Momo_ducky1000000000
Isaac Hale doesn't feel much these days. At twenty, he drifts through college with his hoodies, headphones and a half-hearted pulse, haunted by a sadness he no longer tries to explain. He's not looking for a miracle, he's just trying to make it to tomorrow.
Then he hears her.
Lena Packam is a songwriter with stars in her eyes and a secret stitched beneath her ribs. Bright, chaotic, and unapologetically alive, she crashes into Isaac's world like a melody he didn't know he needed. She makes sadness sound like poetry and hope feel like rebellion.

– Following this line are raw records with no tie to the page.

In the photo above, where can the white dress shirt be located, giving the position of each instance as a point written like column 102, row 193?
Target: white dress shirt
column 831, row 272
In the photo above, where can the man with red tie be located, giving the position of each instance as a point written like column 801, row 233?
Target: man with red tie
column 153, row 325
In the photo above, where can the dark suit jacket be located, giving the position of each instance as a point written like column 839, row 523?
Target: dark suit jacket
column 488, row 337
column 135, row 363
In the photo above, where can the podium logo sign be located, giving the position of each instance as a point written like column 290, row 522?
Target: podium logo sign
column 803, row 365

As the two grow closer, through midnight walks, forgotten pianos, and half-written songs. Isaac begins to believe in something again. Maybe even someone.

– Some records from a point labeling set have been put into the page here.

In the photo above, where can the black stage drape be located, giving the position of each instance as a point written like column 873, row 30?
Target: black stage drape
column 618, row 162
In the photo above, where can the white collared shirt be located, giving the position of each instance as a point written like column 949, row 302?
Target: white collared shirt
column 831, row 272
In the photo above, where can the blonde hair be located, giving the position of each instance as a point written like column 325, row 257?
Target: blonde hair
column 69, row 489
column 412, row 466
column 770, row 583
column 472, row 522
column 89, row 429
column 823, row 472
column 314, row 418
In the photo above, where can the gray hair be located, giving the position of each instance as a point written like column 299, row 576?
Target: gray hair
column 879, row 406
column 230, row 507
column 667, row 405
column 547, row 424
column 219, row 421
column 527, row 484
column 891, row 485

"What are you working on?" she asks. The question lands somewhere between casual and intentional. Like she's not trying to pry, but she wouldn't mind if I answered properly.
"Nothing," I say automatically. She raises an eyebrow.
"That's a lot of nothing," she says, nodding toward my notebook. I glance down at it, then back at her. For a second, I consider brushing it off again. Ending the conversation before it really starts. That's usually easier. Safer. But something about the way she's sitting there, not pushing, not judging, makes it harder to shut it down completely.
"I just write," I say finally.
"Write what?"
"Stuff."
The corner of her mouth lifts.
"Wow," she says. "That clears it up completely."
I let out a breath that almost turns into a laugh.
"Poems, I guess", I add. "Sometimes."
Her expression shifts, not dramatically, just enough to register interest.
"Sometimes?"
"Sometimes they're not worth finishing."She leans back slightly in her chair, studying me in a way that feels... thoughtful, not invasive.
"Or maybe you just don't let yourself finish them," she says. I don't respond to that. Not because I don't have an answer. Just because she might be right.